Но самыми яркими остались в памяти летние двухмесячные полевые практики — по ботанике и зоологии. Именно там мы, тогда еще первокурсники, сдружились, нет, сроднились по-настоящему. Практикум по ботанике проходил на биостанции (774 километр), по зоологии — на зоостанции, на другом берегу матушки-Волги, недалеко от устья Свияги (пристань «Рудник»). Жили, точнее, ночевали, в больших летних корпусах — каждый день нашей лесной жизни был под завязку наполнен общением и изучением природы, с погодой в то лето, слава богу, повезло. По очереди дежурили на кухне, по дню на каждую группу — кто-то впервые в жизни взялся за топор, кто-то научился топить дровами печь, это было обязанностью ребят. Ну а девчонки готовили варево на печи в больших котлах: накормить трижды в день почти двести человек, студентов и преподавателей биофака, непросто…
— О, привет! Ну что, принесла обещанное? — на пороге комнаты стояла первая гостья — одногруппница Ирочка Скипина, по прозвищу Скипа.
— А как же! — ответила она, поставив на стол накрытый полотенцем судок и принявшись часто-часто тереть замерзшие розовые щечки.
— М-м-м! Вкуснятина! — отвернув полотенце, я глубоко вдохнул аромат свежеприготовленной «шубы».

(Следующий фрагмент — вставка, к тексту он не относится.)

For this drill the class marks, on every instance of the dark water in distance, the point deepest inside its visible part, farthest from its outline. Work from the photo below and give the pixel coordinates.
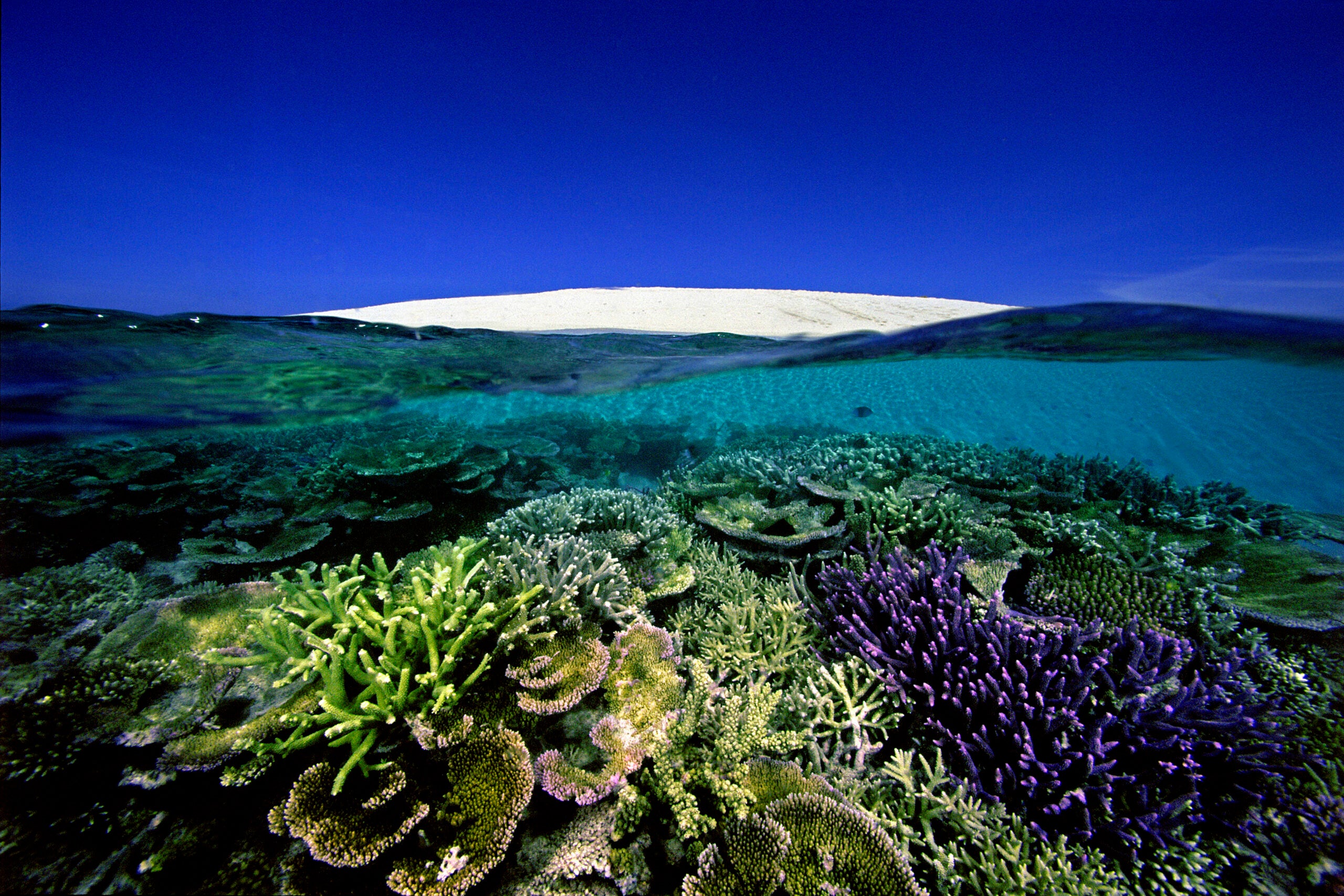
(71, 373)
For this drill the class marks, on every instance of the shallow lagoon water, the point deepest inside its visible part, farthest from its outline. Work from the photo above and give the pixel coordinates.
(656, 518)
(1269, 428)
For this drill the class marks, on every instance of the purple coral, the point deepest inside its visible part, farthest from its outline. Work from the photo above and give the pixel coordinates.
(1021, 714)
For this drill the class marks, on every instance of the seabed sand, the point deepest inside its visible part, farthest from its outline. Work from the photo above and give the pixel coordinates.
(660, 309)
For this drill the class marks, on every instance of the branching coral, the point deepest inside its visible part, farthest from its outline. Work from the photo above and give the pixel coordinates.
(963, 844)
(642, 530)
(584, 511)
(579, 582)
(406, 641)
(643, 692)
(568, 669)
(844, 714)
(1015, 708)
(804, 837)
(707, 747)
(742, 625)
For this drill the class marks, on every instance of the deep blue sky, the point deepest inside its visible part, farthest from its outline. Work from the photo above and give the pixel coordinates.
(277, 157)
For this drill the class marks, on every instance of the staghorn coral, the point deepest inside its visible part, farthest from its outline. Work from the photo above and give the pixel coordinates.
(707, 747)
(349, 829)
(569, 668)
(1015, 708)
(964, 844)
(579, 582)
(844, 715)
(643, 692)
(579, 859)
(46, 729)
(742, 625)
(386, 644)
(1194, 868)
(642, 530)
(490, 784)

Новый год встречали в комнате №26 университетской общаги номер один, что на Красной позиции. Мы — это шестеро друзей-однокурсников: двое обитателей комнаты — Фарит Зелеев, по прозвищу Зелич, из Сухуми и Ширш из Новочебоксарска, остальные были казанцами — я и трое наших подружек. Все, кроме Зелича, впервые проводили новогоднюю ночь вне стен родного дома — как-никак совершеннолетние! Двое других жильцов комнаты уехали домой.
— А вот и мы! — в комнату без стука впорхнули, обдав легким морозцем, еще две наших красавицы: Леночка Ильина, мы кликали ее «Ленок», и Танечка Клокова — «Кло». Стоявший посреди комнаты стол украсился принесенными ими блюдом с «вечно живым» салатом оливье и большим пирогом с курицей: новый 1981 год по гороскопу был годом Петуха.

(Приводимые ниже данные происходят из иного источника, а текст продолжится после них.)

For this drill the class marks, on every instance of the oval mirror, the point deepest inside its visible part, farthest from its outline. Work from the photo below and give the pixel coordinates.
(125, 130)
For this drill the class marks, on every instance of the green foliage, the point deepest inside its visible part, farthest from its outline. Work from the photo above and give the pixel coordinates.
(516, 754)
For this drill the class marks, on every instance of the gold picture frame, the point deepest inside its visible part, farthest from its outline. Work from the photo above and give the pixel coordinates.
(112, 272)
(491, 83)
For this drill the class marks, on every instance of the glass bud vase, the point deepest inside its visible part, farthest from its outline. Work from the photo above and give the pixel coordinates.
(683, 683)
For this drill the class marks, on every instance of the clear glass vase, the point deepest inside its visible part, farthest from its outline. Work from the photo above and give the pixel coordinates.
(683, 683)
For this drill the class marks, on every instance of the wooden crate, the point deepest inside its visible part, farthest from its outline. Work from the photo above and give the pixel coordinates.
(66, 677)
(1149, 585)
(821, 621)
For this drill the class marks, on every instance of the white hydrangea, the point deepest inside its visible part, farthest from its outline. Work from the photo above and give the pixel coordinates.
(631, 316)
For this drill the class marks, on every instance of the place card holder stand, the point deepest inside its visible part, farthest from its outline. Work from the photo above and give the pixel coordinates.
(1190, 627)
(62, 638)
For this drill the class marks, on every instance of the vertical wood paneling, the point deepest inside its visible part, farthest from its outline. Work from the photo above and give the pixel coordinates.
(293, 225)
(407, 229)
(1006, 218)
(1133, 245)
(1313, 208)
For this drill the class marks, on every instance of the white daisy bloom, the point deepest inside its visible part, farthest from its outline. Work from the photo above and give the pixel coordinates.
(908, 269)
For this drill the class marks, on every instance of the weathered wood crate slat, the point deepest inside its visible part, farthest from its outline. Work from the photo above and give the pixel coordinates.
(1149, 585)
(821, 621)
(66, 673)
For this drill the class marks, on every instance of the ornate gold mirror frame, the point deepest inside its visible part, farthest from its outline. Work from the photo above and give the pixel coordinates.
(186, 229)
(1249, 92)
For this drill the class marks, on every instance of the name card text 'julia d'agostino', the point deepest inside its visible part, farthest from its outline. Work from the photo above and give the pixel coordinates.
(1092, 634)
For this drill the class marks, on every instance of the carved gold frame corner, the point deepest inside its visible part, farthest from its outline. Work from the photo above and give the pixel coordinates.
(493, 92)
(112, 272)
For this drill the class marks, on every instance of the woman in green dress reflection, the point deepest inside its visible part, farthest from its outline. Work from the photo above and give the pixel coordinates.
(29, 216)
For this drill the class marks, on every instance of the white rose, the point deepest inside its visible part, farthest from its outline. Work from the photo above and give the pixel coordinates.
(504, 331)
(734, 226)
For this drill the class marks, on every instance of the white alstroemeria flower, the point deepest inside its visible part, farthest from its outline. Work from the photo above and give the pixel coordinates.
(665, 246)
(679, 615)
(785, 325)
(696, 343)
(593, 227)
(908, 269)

— Ура-а-а!!! — возликовали все: новогодний стол готов! Мы, пацаны, отвечали за картофан, мясце, спиртное, свечи, хлопушки и бенгальские огни.
Комната наполнилась предпраздничной суетой: так, ложки-вилки, ножи-тарелки, рюмки-кружки, полотенца-салфетки… «Чайник! — Где чайник? — На кухне! — Так он уже выкипел! Тьфу ты, чёрт!»

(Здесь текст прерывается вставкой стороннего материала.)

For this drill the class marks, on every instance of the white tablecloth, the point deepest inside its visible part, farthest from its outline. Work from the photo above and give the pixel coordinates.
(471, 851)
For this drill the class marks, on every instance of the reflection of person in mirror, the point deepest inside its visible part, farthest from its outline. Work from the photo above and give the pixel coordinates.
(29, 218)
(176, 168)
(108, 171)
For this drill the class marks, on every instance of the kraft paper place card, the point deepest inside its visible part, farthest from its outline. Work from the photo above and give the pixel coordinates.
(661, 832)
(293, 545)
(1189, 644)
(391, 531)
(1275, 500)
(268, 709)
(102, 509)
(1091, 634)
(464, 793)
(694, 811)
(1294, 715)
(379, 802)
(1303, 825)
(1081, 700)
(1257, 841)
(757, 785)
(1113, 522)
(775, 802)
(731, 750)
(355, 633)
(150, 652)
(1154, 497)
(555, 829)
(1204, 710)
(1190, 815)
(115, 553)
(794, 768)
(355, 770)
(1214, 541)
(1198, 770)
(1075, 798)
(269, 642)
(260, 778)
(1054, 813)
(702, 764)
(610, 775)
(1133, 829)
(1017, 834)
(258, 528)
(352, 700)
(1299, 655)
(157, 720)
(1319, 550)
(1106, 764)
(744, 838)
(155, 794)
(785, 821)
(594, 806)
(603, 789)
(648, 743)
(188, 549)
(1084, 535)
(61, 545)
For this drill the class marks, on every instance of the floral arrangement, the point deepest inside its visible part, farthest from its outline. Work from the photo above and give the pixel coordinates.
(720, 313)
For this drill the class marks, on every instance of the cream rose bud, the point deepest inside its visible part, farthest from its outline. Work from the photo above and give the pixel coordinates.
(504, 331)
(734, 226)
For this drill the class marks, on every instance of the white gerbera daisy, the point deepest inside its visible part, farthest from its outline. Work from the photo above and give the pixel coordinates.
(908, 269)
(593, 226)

Дверь комнаты хлопала не переставая, наши девчонки, отдышавшись от мороза, удалились в умывалку принарядиться, накраситься-причесаться. По коридорам общаги, из кухонь в комнаты и обратно, носились, как угорелые, радостно возбужденные студенты. Ежеминутно слышались торопливые диалоги: «Привет!» — «Привет!» — «Ты в какой комнате встречаешь? Заходите к нам!» — «Добро!» — «С наступающим!» — «И тебя так же! Хвост-то сдал?» — «Сдал! Ну, давай, в общем!» Из-за тонких дверей слышались громкие, пока еще трезвые голоса, смех, песни под гитару или магнитофонные «мелодии и ритмы зарубежной эстрады». Разномастная шумная какофония вкупе с заполнявшими коридор аппетитными запахами, усиливали праздничное новогоднее настроение. Телевизора в комнате у нас не было, ну и ладно!
— Ой, ну какие краси-и-вые! — мы, изглотавшиеся слюны, наконец-то дождались возвращения своих лучезарно улыбающихся красавиц в «боевой раскраске» и лучших моднячих «прикидах». Заранее договаривались одеться во все пестрое — год петуха, как-никак!
Разобрали тарелки, расселись, включили большой бобинный магнитофон «Нота»; радостным предвкушением торжества отозвался легкий хлопок пробки шампанского, в рюмках зашипело-запузырилось. «Хэппи нью йер, хэппи нью йер…» — вторила нашему чудодействию новая, только что записанная «АББой» песня, сразу ставшая супер-мега-хитом.
— Давайте проводим уходящий год! Пусть каждый вспомнит какое-нибудь событие кроме олимпиады! — предложила Скипа.
— Тук-тук! Можно к вам? — в комнату, будто услышав, вошли двое одногруппников Зелича (он учился на кафедре зоологии, мы — микробиологии) Фарид Габдуллин, в обиходе «Габлин», и Шамиль Омаров, сокращенно «Шама».
— Конечно заходите! С наступающим! Шампанского плеснуть?
— Да нет, не надо, а то мы до нового года не дотянем: хотим всех обойти.
Исполняя идею Скипы, весело вспомнили три эпизода, связанные с Габлиным во время нашей практики на биостанции. Он страстно увлекался герпетологией. Однажды поймал в лесу гадюку, определив её в старую птичью клетку, где она и прожила целый месяц практики. «Гадючий домик» поставил на полку у двери, рядом с выключателем. Поэтому, когда кто-то пришлый шарил в темноте рукой по стенке, в ответ слышалось непонятное зловещее шипение. Габлин исправно таскал ей на трапезу лягушек. Как-то после выходного, дождливым утром народ никак не хотел подниматься. Фарид в шутку сообщил, что змея пропала из клетки. О! Любой спецназ позавидовал бы нам в выполнении команды «подъём!».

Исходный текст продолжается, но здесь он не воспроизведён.